I think I need a Foodie Coach. I feel so confused! When I started food blogging a few months back I was convinced that I had my style of cooking figured out. What I thought made me unique was food reflecting a multi-cultural upbringing, however the more I cook the more I realize it is a bit more complex. Italian and Moroccan dishes do not reflect my Mexican-American upbringing in Germany, Japan and England. Maybe I got it all wrong! Maybe I am not a third culture foodie after all! To make it even more complex, what I might enjoy the most about cooking is the challenge of taking something that is traditionally unhealthy, and giving it a good for you makeover. So what does that make me? A third culture foodie who enjoys cooking the cuisine from random regions of the world, and attempting to make them healthy without sacrificing taste? Regardless, this pizza dough recipe is amazing. You’d never guess it was 100% whole wheat. The trick, whole white wheat flour. Enjoy!
1/2 cup warm water
1 package active dry yeast
1 1/4 cups water, at room temperature
2 tablespoons extra-virgin olive oil
4 cups (20 ounces) white whole wheat flour
1 1/2 teaspoons salt
1 tablespoon honey
More olive oil or butter, for greasing the bowl
1) Place the 1/2 cup warm water in a small bowl. Add the yeast and stir. Let sit for about 5 minutes. Add to the room temperature water, honey and oil and stir.
2) Place the flour and salt in the bowl of a stand mixer fitted with the paddle mixing attachment. Mix until combined. With mixer on low speed, slowly add the liquid ingredients. Mix just until the dough looks like a tornado in your kitchen aid. Let the dough rest for 5 minutes.
3) Change to the dough hook attachment. Knead the dough until it becomes smooth and elastic, about 5-10 minutes.

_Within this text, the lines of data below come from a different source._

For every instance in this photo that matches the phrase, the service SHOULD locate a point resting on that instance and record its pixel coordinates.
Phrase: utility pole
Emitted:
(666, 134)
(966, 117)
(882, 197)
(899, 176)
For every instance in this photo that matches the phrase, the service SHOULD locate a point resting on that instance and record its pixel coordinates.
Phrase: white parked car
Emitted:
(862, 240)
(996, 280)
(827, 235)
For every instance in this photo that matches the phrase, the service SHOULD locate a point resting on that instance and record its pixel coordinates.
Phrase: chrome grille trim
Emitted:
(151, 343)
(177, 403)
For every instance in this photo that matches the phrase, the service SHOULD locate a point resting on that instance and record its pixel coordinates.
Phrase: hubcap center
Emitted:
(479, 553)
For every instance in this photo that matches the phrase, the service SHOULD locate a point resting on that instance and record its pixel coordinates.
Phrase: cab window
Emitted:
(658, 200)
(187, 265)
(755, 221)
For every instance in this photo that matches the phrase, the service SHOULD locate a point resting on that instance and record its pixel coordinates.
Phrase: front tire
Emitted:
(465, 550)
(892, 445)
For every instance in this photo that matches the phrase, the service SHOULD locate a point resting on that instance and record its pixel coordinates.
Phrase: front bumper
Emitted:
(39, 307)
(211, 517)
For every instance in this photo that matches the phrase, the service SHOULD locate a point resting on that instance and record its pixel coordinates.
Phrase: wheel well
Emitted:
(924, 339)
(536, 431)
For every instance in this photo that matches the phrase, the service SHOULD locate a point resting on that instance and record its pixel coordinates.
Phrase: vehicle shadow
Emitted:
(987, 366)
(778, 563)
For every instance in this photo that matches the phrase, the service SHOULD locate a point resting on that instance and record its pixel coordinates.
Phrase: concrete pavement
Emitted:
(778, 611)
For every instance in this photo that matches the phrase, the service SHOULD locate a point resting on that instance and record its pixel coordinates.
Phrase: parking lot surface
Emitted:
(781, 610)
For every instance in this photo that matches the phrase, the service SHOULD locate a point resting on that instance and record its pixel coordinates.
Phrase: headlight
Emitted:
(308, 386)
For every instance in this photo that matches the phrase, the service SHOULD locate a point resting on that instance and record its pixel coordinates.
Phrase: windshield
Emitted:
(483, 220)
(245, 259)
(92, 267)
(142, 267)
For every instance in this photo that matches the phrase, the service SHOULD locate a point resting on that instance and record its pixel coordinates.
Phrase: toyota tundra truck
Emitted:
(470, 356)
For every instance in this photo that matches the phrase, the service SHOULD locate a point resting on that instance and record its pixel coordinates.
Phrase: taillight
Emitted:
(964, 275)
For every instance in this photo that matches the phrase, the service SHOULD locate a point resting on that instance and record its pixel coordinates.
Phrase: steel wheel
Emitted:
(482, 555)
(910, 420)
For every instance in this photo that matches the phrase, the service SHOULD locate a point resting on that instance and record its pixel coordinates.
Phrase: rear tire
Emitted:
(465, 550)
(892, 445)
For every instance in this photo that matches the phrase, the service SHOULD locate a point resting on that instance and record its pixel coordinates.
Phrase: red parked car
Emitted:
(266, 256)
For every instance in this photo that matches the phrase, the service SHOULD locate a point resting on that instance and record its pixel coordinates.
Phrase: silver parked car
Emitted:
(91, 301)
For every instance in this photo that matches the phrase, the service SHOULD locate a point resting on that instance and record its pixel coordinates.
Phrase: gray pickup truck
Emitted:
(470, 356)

4) Oil or butter a medium-sized bowl. Transfer the dough to the prepared bowl. Cover with a kitchen towel or plastic wrap and place in a warm spot. Allow to rise for 1 ½-2 hours, or until double in volume.
5) Top with your favorite ingredients, and bake at 425 degrees for about 15 minutes, or until cheese is melted and slightly browned.
Makes enough dough for approximately 4-5 personal pizzas.